About this Research Topic
To advance the research on large-scale Deep SNNs, we focus on the following key issues.
First, scaling up SNNs to large-scale networks encounters challenges in both algorithms and architectures, due to the complexity arising from their temporal dynamics and spike-based computation. Overcoming problems like gradient explosion/vanishing and performance degradation and designing scalable architectures like transformer to push the field to new frontiers are essential in constructing large-scale SNNs.
Second, studying SNNs is motivated by their resemblance to biological neural systems. However, existing biological algorithms, such as STDP, are unsupervised and struggle to converge in large-scale SNNs. Furthermore, mainstream rate-based training methods fail to exploit temporal dynamics. These issues call for bio-inspired algorithms incorporating advanced neuron models, neural plasticity, and temporal dynamics.
Third, energy-efficiency is another motivation of deep SNNs. Most deep SNNs are not purely event-driven, and there is a lack of frameworks and computing chips for efficient training of large-scale event-driven SNNs. Given the growing demand for energy-efficient computing, we encourage contributions in pure event-driven models, low-power hardware designs, model compression, and efficient computing frameworks to maximize energy-efficiency without compromising performance.

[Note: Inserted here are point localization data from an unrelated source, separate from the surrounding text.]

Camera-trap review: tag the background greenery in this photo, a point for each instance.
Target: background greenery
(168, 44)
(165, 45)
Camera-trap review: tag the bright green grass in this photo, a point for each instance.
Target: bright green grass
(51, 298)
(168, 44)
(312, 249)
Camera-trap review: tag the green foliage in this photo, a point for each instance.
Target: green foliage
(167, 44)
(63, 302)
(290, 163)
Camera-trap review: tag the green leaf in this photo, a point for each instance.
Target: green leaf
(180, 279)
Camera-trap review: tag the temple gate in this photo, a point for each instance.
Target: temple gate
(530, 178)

Finally, the real-world applications of large-scale SNNs should be highlighted, as they offer immense potential for enhancing performance and efficiency. The integration of neuromorphic hardware, such as Dynamic Vision Sensors, further enhances this potential by providing event-based, asynchronous, and adaptive sensory information that’s well-suited for deep SNNs. These applications include, but are not limited to: robotics, autonomous vehicles, natural language processing, computer vision, speech recognition, medical diagnosis, and AI for brain systems.

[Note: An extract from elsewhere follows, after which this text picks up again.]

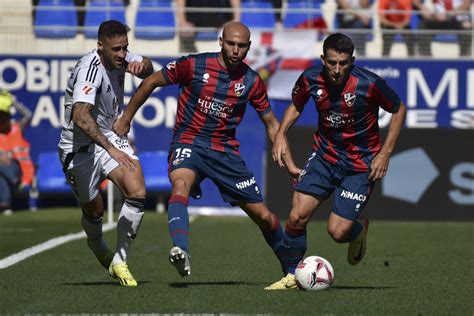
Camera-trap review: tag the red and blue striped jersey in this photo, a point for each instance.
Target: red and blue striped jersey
(212, 100)
(348, 130)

In summary, exploring the potential of large-scale SNNs requires addressing challenges in scaling up, developing specialized brain-inspired algorithms, energy-efficient computing and real-world applications. Therefore, in this Research Topic we welcome articles that aim to address the aforementioned issues related to large-scale SNNs, specifically focusing on:
Summary topics:
- Algorithms and architectures for constructing large-scale SNNs.
- Bio-inspired algorithms for large-scale SNNs integrating biological plasticity and temporal dynamics effectively.

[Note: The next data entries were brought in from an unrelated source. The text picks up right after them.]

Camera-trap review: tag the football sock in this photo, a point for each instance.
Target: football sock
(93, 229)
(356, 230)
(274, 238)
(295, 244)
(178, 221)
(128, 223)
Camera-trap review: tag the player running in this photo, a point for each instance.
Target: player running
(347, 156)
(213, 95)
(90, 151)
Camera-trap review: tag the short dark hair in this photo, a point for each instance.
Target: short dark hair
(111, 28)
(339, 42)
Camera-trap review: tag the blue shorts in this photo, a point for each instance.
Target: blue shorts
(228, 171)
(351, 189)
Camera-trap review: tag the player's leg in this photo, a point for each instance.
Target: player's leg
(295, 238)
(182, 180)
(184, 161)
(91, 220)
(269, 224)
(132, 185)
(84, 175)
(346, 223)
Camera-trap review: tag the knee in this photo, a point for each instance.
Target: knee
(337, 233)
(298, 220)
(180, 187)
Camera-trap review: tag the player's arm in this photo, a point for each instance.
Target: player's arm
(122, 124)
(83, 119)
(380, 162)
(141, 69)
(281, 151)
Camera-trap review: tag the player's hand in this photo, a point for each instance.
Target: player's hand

- Large-scale SNN models, algorithms and computing frameworks for achieving both energy-efficiency and high - performance.
- Chip designs supporting large-scale online SNN learning.
- Real-world applications of large-scale SNNs.
Keywords: Spiking Neural Networks, Bio-inspired algorithms, Energy-efficient computing, Real-world applications
Important Note: All contributions to this Research Topic must be within the scope of the section and journal to which they are submitted, as defined in their mission statements. Frontiers reserves the right to guide an out-of-scope manuscript to a more suitable section or journal at any stage of peer review.